Express auto instrumentation will create a single span per request with the following attributes. Detailed specification and cases can be found here.

http.route

This is a conventional http attribute, which is collected by express instead of the http module (which is not aware of the route). It will always contain path-parameterized data with low cardinality (no ids), but might be missing parts of the path in case of early termination or middlewares that accept any path.

Example: /api/users/:id

express.route.full

This attribute will always contain the entire path. The part of the path that has been consumed by express will be shown as is (parameterized), and the leftover will be concatenated after (due to early termination or middleware that accept any path).

Example: /api/users/:id/books/758734 (The :id part was consumed, but the bookid part was not).

express.route.configured

This attribute is relevant when user configures multi path options for the same middleware. It reduces even further the cardinality space compared to http.route, and supply more info about how the app routing works.

Example: /api["/foo", /"bar"] - meaning that the same endpoint is triggered by routes /api/foo and /api/bar.

express.route.params

This attribute holds a json stringified map, where the keys are the url path param names, and the values are the matched params from the actual url.

Example: {"id":"1234"}.

express.unhandled

Set to true when request was not handled by any middleware in express, and got fallback to the default app finalhandler. This can happen if client sent request with invalid path or method (resulting in 404). This can be useful to filter out requests from internet bots which try to call common routes on servers.

express.instrumentation.errors

In case of internal error in instrumentation, this attribute will contain the error description. There are no known valid use cases which are expected to produce this attribute.

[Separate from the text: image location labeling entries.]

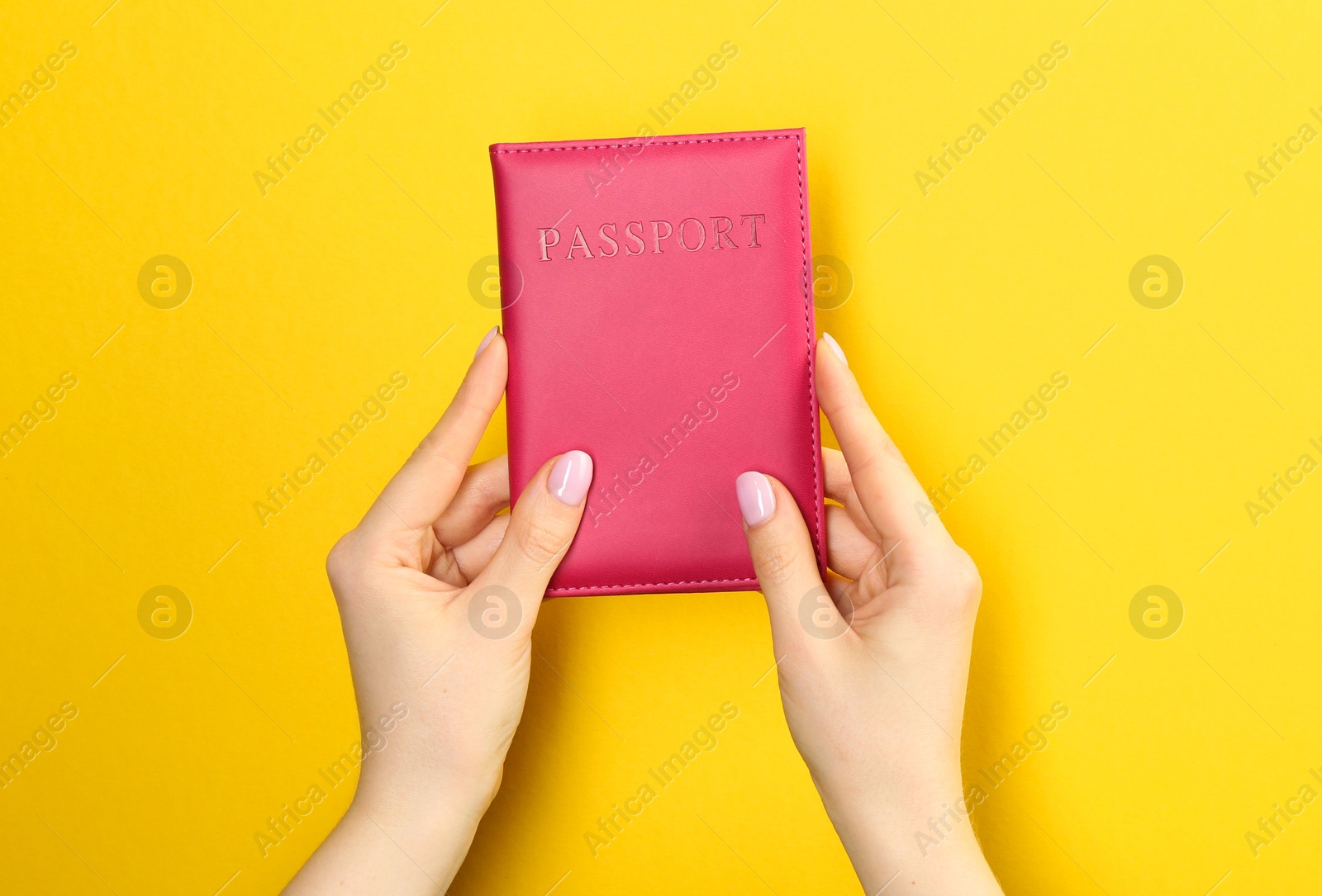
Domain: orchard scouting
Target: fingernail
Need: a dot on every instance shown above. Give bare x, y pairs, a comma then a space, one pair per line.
835, 347
757, 500
491, 334
570, 477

Difference from @opentelemetry/instrumentation-express

  • This instrumentation is focusing on extracting the most accurate and complete route data, in any valid express edge case. Contrib instrumentation does a good job for common cases, but miss nuances on complex setups.
  • This instrumentation create a single span per request. Contrib instrumentation creates span per express Router/Route, which can be useful to observe express internal components, with the cost of more spans in each trace.
  • Set few alternatives for route attribute, each with different level of cardinality vs accuracy.
  • Allows to set requestHook for adding custom attributes to span, as well as ability to capture express version into user defined attribute.
  • Distinguish between handled requests (ended from user middleware), and unhandled (terminated from express built in 'finalhandler').